Thursday, 5 April 2018

Thinking Small

Sitting in the bay window I can see huge ships, hillsides and an expanse of water that - if I stand up and look over to the southeast and past the small strip of land that connects Pendennis with the rest of Falmouth - seems to go on forever.

From this viewpoint, you can see people strolling arm in arm down the pier, the homeless person who has taken up residence outside an old shop, and people meandering up and down the main street, some with a purpose others not.

I can see this as I sit here in the old, worn leather arm chair with my back to another bay window.

Logic tells me that if I look out of any other window in the house, I will also see people milling about or going about their day to day chores. Perhaps I could see someone enjoying an afternoon drink in a pub, or a pasty on one of the benches on the moor. Expand my imagination and I might be able to imagine people walking their dogs up by the castle, or eating ice cream on the beach. The thing is, when I stop trying to imagine them, then those people retreat to the shadows of my imagination.

As humans, we are limited to the senses that we experience and, although we do have the power of imagination, we can not sustain or truly grasp the immensity of what is life.

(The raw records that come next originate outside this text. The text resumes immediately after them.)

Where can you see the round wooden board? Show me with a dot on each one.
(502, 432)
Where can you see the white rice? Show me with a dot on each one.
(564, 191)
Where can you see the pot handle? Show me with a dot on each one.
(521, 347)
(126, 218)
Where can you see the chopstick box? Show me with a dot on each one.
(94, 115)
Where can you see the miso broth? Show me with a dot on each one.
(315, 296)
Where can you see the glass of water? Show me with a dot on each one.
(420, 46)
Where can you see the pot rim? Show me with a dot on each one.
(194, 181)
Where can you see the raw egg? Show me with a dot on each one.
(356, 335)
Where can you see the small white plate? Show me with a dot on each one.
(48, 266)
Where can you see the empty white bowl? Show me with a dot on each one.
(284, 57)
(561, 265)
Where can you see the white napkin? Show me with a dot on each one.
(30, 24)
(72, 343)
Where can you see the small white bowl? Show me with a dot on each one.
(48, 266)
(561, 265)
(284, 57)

In the square mile around me there might be a few hundred, a thousand (maybe) people going about their own lives. There are seagulls, cats, dogs, pigeons to whatever numbers... And then we have potentially millions of insects, and then billions of bacteria. Unimaginable.

Humans think small.

Our brain receives the information but it only processes some of it.

This focus on the small stuff makes it easier to pass a £25,000 item through a business budget than getting just £500 for a laptop. (I used to work in IT. It was easier to get a full server system than it was to replace a broken P.C.).

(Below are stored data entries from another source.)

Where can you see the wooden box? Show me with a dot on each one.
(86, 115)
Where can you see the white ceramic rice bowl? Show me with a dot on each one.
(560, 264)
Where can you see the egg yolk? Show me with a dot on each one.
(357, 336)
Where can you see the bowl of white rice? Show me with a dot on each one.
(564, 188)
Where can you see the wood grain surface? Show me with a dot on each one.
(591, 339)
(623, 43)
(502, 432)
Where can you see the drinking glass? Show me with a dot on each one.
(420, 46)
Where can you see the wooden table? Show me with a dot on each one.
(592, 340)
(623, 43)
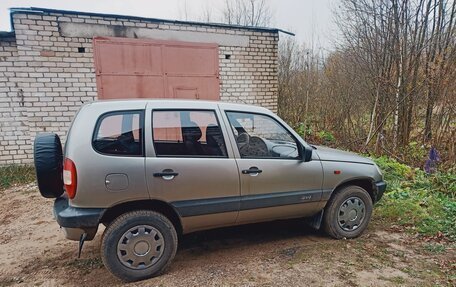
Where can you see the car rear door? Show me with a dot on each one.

The mind is biased towards the small details and petty items that it can properly grasp onto.

It is said that problems always seem so big until you imagine looking down on yourself from up in space - that it can give you the perspective that things aren't as big as you think.

The only real question is: if we are predestined to think small, perhaps the only real choice that we have is how small minded we decide to let ourselves be.